The example uses SimpleFSM with REFERENCE mode for memory efficiency:

from dataknobs_fsm.api.simple import SimpleFSM
from dataknobs_fsm.core.data_modes import DataHandlingMode

def create_file_processor_fsm() -> SimpleFSM:
    """Create and configure the file processor FSM."""
    config = {
        "name": "large_file_processor",
        "states": [
            {"name": "start", "initial": True},
            {"name": "initialize"},
            {"name": "read_chunk"},
            {"name": "process_chunk"},
            {"name": "aggregate_results"},
            {"name": "write_output"},
            {"name": "complete", "terminal": True},
            {"name": "error", "terminal": True}
        ],
        "arcs": [...]
    }

    # Use REFERENCE mode for large files
    fsm = SimpleFSM(
        config,
        data_mode=DataHandlingMode.REFERENCE,
        custom_functions={
            "initialize_processing": initialize_processing,
            "read_next_chunk": read_next_chunk,
            "process_chunk_data": process_chunk_data,
            "aggregate_chunk_results": aggregate_chunk_results,
            "write_results": write_results,
            "finalize_processing": finalize_processing
        }
    )

    return fsm

Key Functions¶

Initialize Processing¶

Sets up the file processing context with streaming support:

def initialize_processing(state) -> Dict[str, Any]:
    """Initialize the file processing context."""
    data = state.data.copy()

    # Get file reference
    file_ref = data.get('file_reference')

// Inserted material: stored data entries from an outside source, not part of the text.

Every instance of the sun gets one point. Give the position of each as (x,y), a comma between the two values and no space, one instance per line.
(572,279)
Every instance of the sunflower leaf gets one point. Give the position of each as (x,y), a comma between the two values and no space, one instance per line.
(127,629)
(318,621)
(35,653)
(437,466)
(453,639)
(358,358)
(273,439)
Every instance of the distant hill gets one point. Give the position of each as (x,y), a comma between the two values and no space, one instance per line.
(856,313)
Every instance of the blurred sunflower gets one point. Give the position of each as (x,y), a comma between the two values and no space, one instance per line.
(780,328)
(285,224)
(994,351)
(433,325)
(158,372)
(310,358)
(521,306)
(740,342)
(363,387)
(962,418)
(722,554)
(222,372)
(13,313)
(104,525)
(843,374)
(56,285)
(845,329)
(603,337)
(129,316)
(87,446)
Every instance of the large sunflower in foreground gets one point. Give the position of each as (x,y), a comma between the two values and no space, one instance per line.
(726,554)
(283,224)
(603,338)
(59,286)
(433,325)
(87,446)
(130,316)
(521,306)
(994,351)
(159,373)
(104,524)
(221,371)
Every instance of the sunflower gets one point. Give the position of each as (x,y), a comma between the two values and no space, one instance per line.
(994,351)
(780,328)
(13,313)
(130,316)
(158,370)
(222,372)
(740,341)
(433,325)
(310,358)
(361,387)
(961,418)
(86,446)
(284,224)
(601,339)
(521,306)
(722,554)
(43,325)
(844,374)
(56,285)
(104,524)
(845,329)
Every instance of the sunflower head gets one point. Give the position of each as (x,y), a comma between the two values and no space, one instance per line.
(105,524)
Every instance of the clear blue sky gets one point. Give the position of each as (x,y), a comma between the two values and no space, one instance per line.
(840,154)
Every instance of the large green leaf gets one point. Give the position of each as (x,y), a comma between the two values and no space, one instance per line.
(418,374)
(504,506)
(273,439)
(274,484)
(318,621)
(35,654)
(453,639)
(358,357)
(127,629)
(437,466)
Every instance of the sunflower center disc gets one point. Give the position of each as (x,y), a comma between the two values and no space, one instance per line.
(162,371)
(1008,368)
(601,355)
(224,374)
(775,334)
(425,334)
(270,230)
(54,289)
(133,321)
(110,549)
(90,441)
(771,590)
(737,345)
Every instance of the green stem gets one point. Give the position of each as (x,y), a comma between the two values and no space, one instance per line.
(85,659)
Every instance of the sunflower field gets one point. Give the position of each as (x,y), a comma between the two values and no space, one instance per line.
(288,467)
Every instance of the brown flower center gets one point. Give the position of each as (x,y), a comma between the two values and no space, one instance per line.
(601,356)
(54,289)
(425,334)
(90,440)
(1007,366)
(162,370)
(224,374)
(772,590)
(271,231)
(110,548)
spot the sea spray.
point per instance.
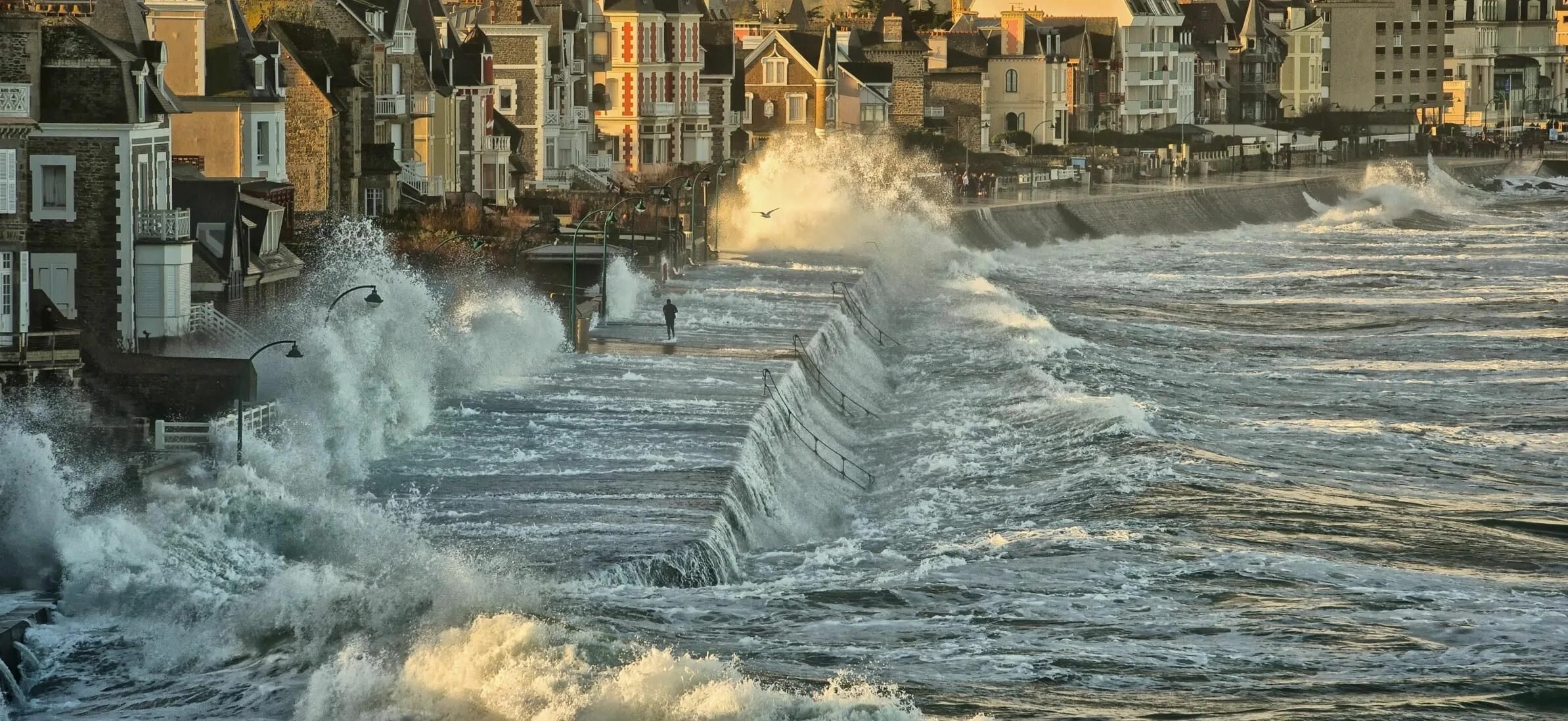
(631, 292)
(515, 668)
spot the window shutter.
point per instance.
(9, 181)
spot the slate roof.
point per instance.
(319, 55)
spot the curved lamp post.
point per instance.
(374, 300)
(606, 243)
(476, 242)
(239, 404)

    # Set up processing context
    data['processing'] = {
        'total_lines': 0,
        'processed_lines': 0,
        'failed_lines': 0,
        'chunks_processed': 0,
        'errors': [],
        'statistics': {
            'min_value': None,
            'max_value': None,
            'sum': 0,
            'count': 0
        }
    }

    # Configure chunk size
    data['chunk_size'] = data.get('chunk_size', 1000)
    data['current_offset'] = 0

    return data

Stream Processing¶

Processes the file in chunks to handle large datasets:

def read_next_chunk(state) -> Dict[str, Any]:
    """Read the next chunk of data from the file."""
    data = state.data.copy()
    file_ref = data['file_reference']
    chunk_size = data['chunk_size']

    # Stream the file chunk by chunk
    with open(file_ref.file_path, 'r') as f:
        # Seek to current offset
        f.seek(data['current_offset'])

        # Read chunk
        chunk_data = []
        for _ in range(chunk_size):
            line = f.readline()
            if not line:
                data['end_of_file'] = True
                break
            chunk_data.append(line.strip())

        data['current_chunk'] = chunk_data
        data['current_offset'] = f.tell()

    return data

Usage¶

import asyncio
from file_reference import FileReference

# Create file reference (not loaded into memory)
file_ref = FileReference(
    file_path="large_dataset.csv",
    file_type="csv",
    metadata={"encoding": "utf-8"}
)

# Create and run the processor
fsm = create_file_processor_fsm()
result = fsm.process({
    "file_reference": file_ref,
    "chunk_size": 10000,
    "output_file": "processed_results.json"
})

print(f"Processed {result['data']['processing']['processed_lines']} lines")
print(f"Statistics: {result['data']['processing']['statistics']}")

Benefits of This Approach¶

Memory Efficiency: Files are never fully loaded into memory
Scalability: Can handle files of any size
Resilience: Partial failures don't affect the entire process
Performance: Chunks can be processed in parallel
Flexibility: Works with various file formats (CSV, JSONL, etc.)